Notice that here we are not using the MDE as our H1 mean. Instead, we are using the true ITT lift as our H1 mean. This is because we are interested in the effect on the whole treatment group, not just the compliers.

From the image above, we can see that if we use the wrong sample size, the distribution is much wider. The orange area is massive, and the significance threshold (threshold_wrong) is to the right of the H1 mean. This means that even if we observe the True ITT during our test, we would fail to reject the null hypothesis. In this situation, we are more likely to make a Type II error (false negative).

Once we use the correct sample size by applying the $1/c^2$ correction (common correction on non-compliance issue), the distribution becomes narrower. The significance threshold shifts to the left (threshold_correct) and we can see that we now have 80% power to detect the treatment effect.

Now back to my original AB test, our test was underpowered but we still got a statistically significant result. Does this mean that we can conclude that the treatment is effective? Not at all. We just got lucky. If our “true” effect is actually 0.012, our data had to “get lucky” and swing into that thin green tail on the right side of the signicant threshold to be significant. This is the definition of Magnitude Error: our result is significant only because it is an outlier that is larger than the true average.

We can also do some simulation to check the average of the significant results from both the wrong and correct sample size test.

# Simulation
n_sims = 50000

results_wrong = np.random.normal(true_itt, se_diff_wrong, n_sims)
results_correct = np.random.normal(true_itt, se_diff_correct, n_sims)

# Determine significance (two-tailed)
sig_wrong = np.abs(results_wrong / se_diff_wrong) > z_alpha
sig_correct = np.abs(results_correct / se_diff_correct) > z_alpha

Figure 2: Simulation of the observed effect when using wrong and correct sample size

We can see that in our underpowered test, our average significant result is 1.90, closer to our original MDE of 2%. Whereas in the correct sample size test, our average significant result is 1.20, closer to our true ITT lift of 1.2%. This is inline with our previous analysis where the significance threshold of the underpowered test is higher than the significane threshold of the correct sample size test.

What if we don’t know the compliance rate?

In an ideal world, we know the compliance rate before doing an AB Test. But there could be a situation where we don’t know the compliance rate before doing an AB test. In this case, I envision these two options:

Pilot phase: where we do small rollout in the beginning to 1% of the population to estimate the compliance rate. Then we use the estimated compliance rate to calculate the required sample size for the full test. Note that here ideally we need to reset the experiment after the pilot phase. If we keep the 1% running and just add the remaining 99%, we are technically performing sequential testing.

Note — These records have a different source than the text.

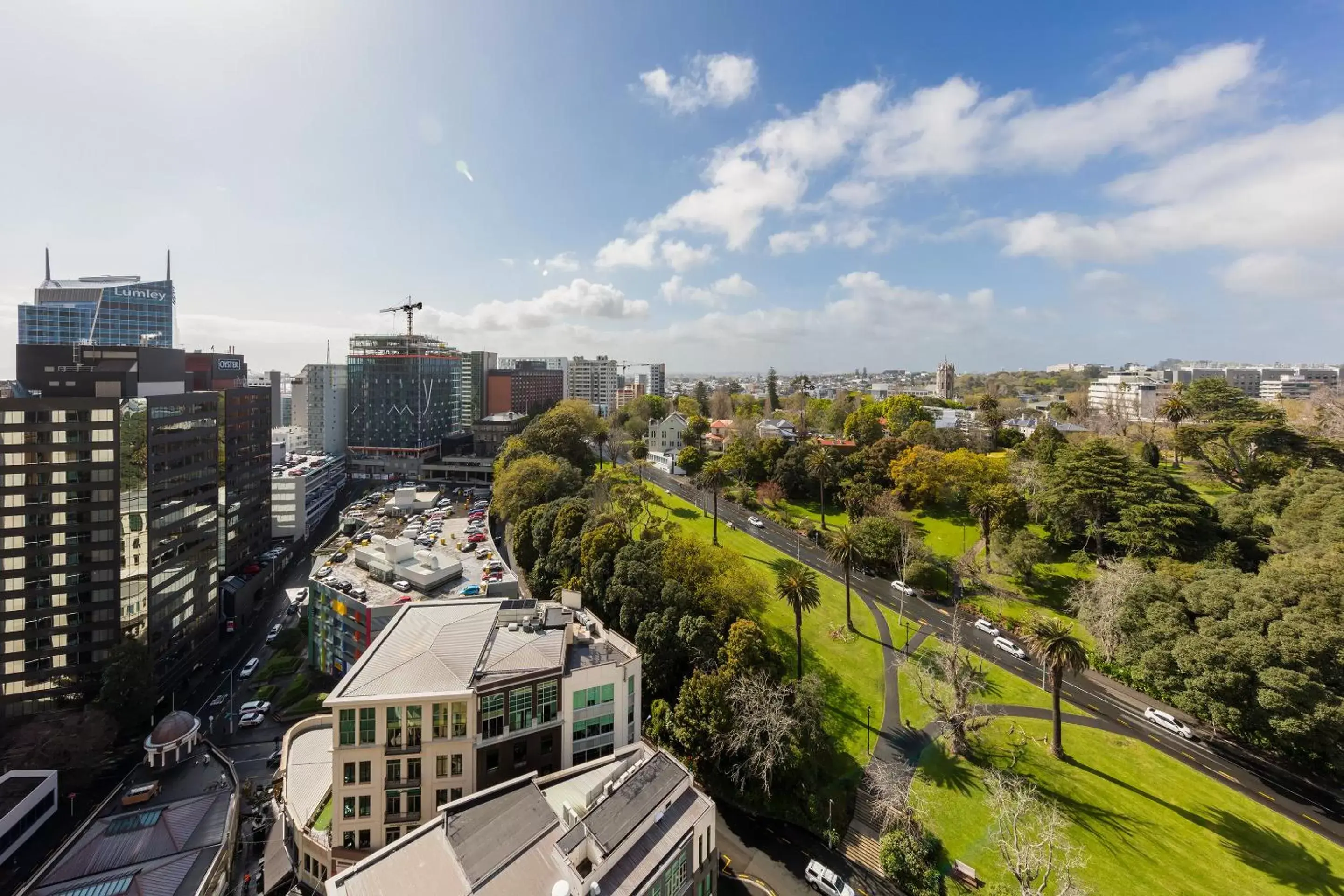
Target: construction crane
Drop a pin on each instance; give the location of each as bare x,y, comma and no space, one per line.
409,309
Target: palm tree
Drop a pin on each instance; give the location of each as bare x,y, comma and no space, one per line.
1175,409
713,477
823,465
600,440
842,547
1059,651
796,585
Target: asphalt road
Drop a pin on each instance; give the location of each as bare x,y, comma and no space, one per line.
1259,778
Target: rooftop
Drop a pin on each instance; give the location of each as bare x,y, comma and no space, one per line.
164,846
527,835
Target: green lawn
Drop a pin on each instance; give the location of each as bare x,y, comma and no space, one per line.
1146,823
1004,690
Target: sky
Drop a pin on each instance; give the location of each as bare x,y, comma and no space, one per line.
721,187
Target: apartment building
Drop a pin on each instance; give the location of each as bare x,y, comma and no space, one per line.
633,824
455,698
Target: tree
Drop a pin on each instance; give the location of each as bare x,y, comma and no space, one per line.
714,477
823,465
1059,651
1031,837
128,686
1175,410
842,547
532,481
798,586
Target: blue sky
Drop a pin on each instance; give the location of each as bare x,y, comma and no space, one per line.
718,186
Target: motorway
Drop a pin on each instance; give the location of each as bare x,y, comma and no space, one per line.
1226,762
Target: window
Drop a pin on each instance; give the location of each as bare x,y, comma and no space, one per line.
347,727
459,719
492,715
521,710
413,726
547,702
439,716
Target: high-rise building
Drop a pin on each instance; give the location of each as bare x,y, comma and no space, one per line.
945,381
326,395
405,395
659,379
111,436
593,382
527,389
98,311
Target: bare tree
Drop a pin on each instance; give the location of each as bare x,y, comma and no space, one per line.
951,684
890,794
1101,603
1031,835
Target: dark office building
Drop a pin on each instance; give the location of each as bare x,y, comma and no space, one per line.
115,469
527,389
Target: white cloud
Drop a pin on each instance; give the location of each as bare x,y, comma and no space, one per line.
721,80
564,262
1249,194
1284,276
677,291
624,253
680,257
577,300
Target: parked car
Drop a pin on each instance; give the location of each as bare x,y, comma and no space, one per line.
824,880
1167,721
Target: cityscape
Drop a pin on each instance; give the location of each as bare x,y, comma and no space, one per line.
465,547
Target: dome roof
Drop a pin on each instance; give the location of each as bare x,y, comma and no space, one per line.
173,728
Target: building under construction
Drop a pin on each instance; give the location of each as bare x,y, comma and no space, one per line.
405,395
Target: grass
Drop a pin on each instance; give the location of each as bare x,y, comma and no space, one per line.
853,669
1004,690
1146,823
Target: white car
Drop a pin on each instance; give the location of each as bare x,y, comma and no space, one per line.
824,880
1167,721
1010,648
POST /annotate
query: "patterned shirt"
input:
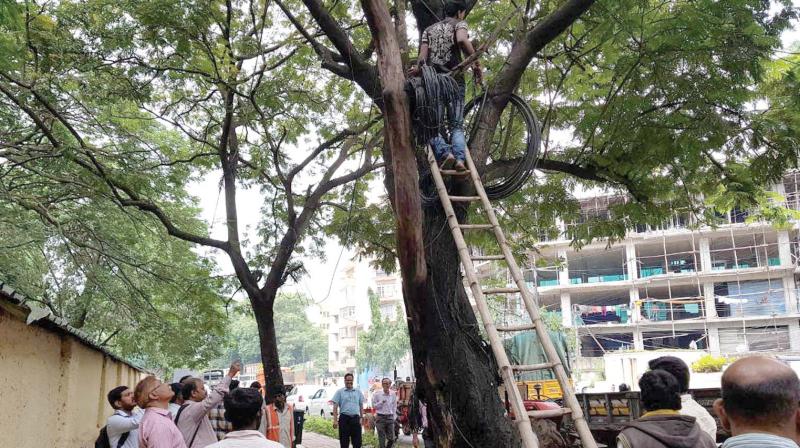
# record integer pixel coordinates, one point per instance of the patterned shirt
(350, 401)
(443, 50)
(157, 430)
(122, 422)
(760, 440)
(385, 404)
(217, 418)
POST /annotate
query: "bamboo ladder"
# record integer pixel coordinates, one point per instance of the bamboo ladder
(529, 297)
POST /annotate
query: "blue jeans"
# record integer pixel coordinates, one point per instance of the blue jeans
(455, 118)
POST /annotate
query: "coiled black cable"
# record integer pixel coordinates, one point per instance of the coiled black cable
(430, 94)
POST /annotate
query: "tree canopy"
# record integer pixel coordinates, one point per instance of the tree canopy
(386, 342)
(299, 340)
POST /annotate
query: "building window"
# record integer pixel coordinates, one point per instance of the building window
(348, 311)
(385, 291)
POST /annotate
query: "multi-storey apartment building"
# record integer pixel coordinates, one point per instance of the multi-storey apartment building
(346, 313)
(730, 288)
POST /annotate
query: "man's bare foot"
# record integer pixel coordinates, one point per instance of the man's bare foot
(447, 163)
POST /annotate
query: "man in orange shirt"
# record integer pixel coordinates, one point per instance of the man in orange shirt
(279, 419)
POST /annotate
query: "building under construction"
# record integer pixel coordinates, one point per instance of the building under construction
(730, 288)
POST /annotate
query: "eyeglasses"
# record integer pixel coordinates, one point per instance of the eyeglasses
(154, 389)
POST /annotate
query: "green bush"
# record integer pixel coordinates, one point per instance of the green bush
(709, 363)
(322, 426)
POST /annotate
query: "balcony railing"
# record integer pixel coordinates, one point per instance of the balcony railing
(651, 310)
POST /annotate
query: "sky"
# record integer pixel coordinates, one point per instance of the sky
(322, 275)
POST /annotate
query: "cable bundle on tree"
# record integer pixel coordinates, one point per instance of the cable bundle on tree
(517, 109)
(430, 95)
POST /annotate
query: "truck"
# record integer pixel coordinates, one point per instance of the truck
(607, 412)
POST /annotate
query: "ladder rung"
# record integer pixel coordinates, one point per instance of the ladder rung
(500, 290)
(487, 257)
(476, 226)
(549, 413)
(517, 327)
(531, 367)
(465, 198)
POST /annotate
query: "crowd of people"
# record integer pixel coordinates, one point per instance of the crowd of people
(185, 415)
(758, 407)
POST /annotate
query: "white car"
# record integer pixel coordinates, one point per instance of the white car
(300, 396)
(322, 402)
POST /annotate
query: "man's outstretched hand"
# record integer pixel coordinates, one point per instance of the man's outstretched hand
(235, 368)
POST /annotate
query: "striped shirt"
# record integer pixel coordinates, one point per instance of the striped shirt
(759, 440)
(157, 430)
(350, 401)
(217, 418)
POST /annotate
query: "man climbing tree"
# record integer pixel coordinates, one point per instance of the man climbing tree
(440, 48)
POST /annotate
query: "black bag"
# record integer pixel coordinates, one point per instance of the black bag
(183, 406)
(103, 441)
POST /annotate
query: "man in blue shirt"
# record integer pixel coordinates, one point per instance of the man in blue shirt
(759, 404)
(123, 426)
(351, 403)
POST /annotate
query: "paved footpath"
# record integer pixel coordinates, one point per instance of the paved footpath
(314, 440)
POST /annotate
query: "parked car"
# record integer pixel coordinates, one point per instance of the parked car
(300, 396)
(322, 402)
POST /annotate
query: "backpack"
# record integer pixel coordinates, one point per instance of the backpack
(103, 441)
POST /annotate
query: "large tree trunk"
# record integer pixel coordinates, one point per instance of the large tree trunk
(265, 319)
(455, 370)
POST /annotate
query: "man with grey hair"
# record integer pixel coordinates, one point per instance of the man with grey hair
(759, 404)
(385, 404)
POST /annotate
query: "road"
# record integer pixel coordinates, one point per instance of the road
(313, 440)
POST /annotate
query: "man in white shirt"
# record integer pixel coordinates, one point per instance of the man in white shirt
(192, 418)
(689, 407)
(122, 427)
(243, 409)
(385, 404)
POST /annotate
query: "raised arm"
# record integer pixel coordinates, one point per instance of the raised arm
(462, 39)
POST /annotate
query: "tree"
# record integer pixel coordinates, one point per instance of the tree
(87, 264)
(122, 103)
(385, 344)
(299, 341)
(651, 92)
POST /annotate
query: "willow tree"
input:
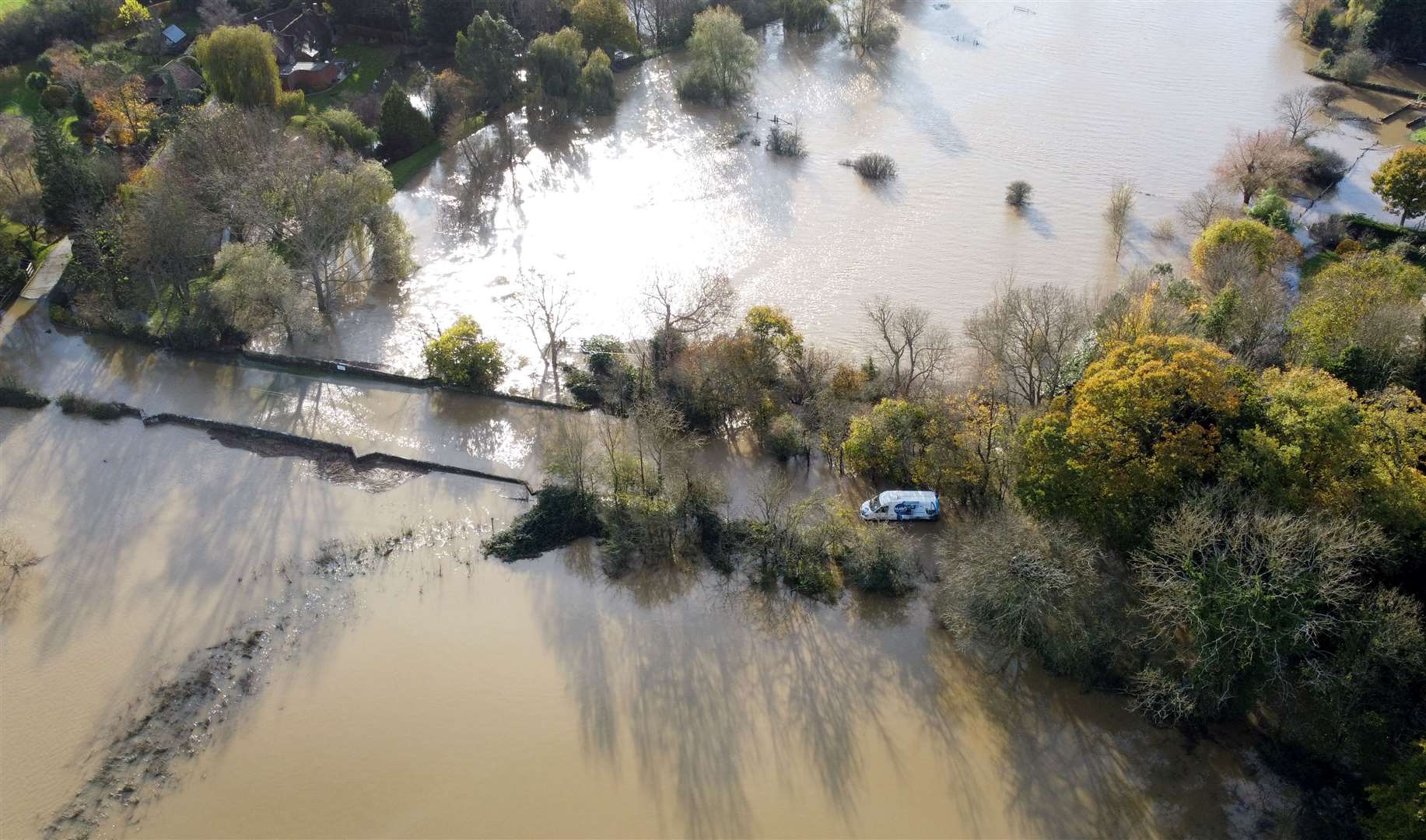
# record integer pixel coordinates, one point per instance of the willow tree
(240, 65)
(724, 58)
(335, 215)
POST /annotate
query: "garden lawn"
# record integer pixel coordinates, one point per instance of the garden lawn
(15, 97)
(371, 63)
(408, 167)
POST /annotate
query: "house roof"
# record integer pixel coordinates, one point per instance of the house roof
(184, 77)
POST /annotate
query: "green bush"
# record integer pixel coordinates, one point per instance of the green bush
(15, 394)
(786, 438)
(881, 561)
(1400, 803)
(402, 128)
(291, 103)
(462, 357)
(561, 515)
(1272, 210)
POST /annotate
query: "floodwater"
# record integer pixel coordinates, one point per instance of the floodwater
(440, 694)
(1067, 96)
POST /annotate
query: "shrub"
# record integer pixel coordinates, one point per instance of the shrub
(786, 438)
(881, 561)
(1355, 66)
(1017, 194)
(72, 402)
(786, 140)
(15, 394)
(874, 166)
(291, 103)
(462, 357)
(1228, 234)
(349, 128)
(561, 515)
(402, 128)
(1021, 583)
(1272, 210)
(1323, 167)
(1400, 802)
(1328, 233)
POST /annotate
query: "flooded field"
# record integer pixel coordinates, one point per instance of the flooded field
(1067, 96)
(436, 694)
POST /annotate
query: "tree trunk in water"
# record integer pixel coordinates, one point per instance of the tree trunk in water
(318, 289)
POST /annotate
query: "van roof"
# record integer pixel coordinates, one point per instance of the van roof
(893, 497)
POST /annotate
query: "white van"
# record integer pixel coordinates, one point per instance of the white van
(900, 506)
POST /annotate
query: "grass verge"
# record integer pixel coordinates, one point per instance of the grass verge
(409, 167)
(371, 63)
(15, 394)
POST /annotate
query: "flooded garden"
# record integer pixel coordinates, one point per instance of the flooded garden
(282, 619)
(973, 97)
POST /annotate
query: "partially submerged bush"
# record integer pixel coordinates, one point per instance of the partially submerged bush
(561, 515)
(72, 402)
(786, 438)
(1017, 194)
(786, 140)
(874, 166)
(461, 355)
(1328, 233)
(880, 559)
(1025, 583)
(15, 394)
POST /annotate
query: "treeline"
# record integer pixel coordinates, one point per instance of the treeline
(1359, 36)
(1205, 491)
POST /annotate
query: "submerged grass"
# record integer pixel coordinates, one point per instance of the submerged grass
(409, 167)
(15, 394)
(72, 402)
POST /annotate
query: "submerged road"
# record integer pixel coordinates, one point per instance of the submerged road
(462, 429)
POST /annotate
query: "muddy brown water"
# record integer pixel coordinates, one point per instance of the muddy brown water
(1067, 96)
(438, 694)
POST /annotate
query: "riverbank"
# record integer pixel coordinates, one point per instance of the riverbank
(662, 703)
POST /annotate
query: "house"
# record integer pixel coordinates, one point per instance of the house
(176, 83)
(303, 42)
(174, 39)
(311, 75)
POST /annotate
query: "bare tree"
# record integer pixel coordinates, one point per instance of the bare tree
(1258, 160)
(916, 350)
(569, 453)
(15, 558)
(867, 25)
(1121, 205)
(545, 306)
(1204, 207)
(20, 197)
(689, 308)
(1298, 111)
(1299, 13)
(1330, 93)
(1030, 337)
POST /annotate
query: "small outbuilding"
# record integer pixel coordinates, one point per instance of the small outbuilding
(174, 39)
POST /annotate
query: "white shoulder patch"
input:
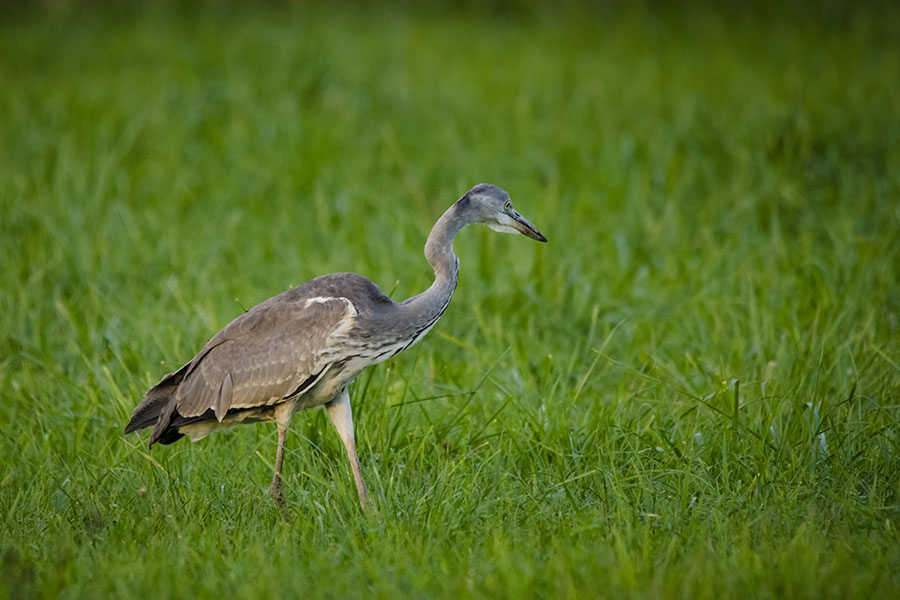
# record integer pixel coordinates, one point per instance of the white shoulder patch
(323, 299)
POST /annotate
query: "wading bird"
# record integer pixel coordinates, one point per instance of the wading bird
(303, 347)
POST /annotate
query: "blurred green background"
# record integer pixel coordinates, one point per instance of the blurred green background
(691, 391)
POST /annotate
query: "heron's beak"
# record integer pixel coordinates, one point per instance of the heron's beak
(524, 226)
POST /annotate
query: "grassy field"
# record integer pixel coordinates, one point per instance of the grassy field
(691, 391)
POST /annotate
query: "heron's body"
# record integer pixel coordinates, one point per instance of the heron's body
(303, 347)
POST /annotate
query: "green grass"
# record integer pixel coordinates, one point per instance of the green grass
(691, 391)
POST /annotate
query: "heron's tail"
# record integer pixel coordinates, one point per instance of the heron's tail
(156, 409)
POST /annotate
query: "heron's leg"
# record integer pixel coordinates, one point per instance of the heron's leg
(283, 414)
(279, 462)
(342, 419)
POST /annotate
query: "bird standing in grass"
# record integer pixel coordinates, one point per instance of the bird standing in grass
(303, 347)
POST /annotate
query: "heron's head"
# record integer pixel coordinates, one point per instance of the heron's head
(488, 204)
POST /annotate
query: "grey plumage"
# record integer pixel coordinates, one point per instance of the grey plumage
(303, 347)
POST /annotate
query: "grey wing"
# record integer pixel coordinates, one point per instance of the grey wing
(267, 354)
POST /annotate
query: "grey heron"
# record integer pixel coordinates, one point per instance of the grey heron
(303, 347)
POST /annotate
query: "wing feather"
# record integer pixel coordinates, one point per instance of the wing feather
(264, 355)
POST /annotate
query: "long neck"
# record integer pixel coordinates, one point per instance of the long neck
(428, 306)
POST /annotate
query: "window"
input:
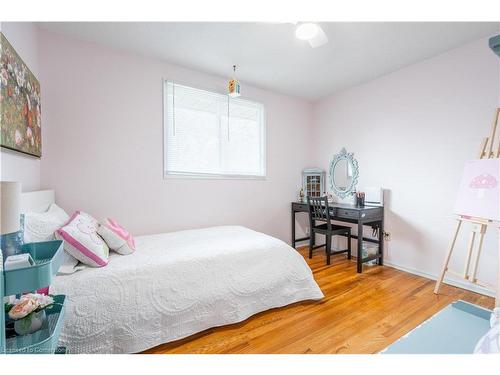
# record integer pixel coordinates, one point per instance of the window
(211, 135)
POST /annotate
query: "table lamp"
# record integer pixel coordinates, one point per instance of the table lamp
(10, 223)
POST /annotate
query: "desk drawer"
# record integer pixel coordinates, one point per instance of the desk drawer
(347, 214)
(301, 207)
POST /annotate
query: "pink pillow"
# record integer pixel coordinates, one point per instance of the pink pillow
(116, 237)
(82, 241)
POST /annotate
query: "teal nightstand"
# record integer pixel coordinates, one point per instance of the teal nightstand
(48, 257)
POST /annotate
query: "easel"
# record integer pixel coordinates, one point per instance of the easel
(490, 148)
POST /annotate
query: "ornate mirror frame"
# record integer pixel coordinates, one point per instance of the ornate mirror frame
(349, 156)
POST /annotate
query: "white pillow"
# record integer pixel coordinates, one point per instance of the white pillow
(82, 241)
(116, 237)
(69, 265)
(39, 227)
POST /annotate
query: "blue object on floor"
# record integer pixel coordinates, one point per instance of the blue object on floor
(454, 330)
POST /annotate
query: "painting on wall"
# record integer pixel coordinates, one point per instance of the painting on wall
(479, 192)
(20, 108)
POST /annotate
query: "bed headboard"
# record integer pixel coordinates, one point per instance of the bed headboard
(37, 201)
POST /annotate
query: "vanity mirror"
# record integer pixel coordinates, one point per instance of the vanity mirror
(344, 174)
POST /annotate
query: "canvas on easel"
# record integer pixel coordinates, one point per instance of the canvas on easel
(479, 192)
(478, 203)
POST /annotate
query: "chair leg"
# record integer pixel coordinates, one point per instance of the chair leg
(349, 245)
(311, 244)
(328, 248)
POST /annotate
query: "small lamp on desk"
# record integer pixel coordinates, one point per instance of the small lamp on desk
(10, 209)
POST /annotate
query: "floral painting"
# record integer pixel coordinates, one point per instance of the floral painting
(20, 110)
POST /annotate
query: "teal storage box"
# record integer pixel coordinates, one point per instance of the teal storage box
(48, 257)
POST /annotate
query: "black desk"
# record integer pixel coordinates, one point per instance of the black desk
(367, 215)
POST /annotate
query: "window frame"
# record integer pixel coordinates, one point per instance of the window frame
(209, 176)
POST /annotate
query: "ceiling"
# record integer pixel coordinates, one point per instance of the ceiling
(269, 56)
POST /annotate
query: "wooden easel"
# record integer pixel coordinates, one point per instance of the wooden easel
(490, 148)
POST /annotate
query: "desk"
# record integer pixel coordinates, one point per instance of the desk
(367, 215)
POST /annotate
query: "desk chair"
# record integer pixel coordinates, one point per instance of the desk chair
(319, 211)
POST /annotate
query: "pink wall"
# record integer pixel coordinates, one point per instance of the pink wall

Standard t-tests does not work as doing this inflates the Type I error rate.
Historical proxy: If we are testing a new “Checkout” button, look at the last 30 days of data. What percentage of users who landed on the cart page actually clicked the current checkout button? Use that as the compliance rate.

I think there might be other options but these are the two that I am familiar with.

Relation to instrumental variable

The $1/c^2$ correction actually comes from the instrumental variable (IV) framework. In the IV framework, we are interested in the effect of the treatment (T) on the outcome (Y). However, we only have access to the treatment (T) and the instrument (Z). So what we do is to estimate the effect of the instrument (Z) on the treatment (T) and use that to estimate the effect of the treatment (T) on the outcome (Y).

In an AB test with non-compliance issue, we can use the randomization (Z) as the instrument. We can do this because in this case, randomization $\neq$ participation. Following the IV framework math, we will get the compliance rate that can be interpreted as the correlation between the instrument (randomization) and the treatment (T). This is usually known as the first stage in an IV framework. The second stage (reduced form) is when we divide the first stage by the compliance rate to get the ITT effect.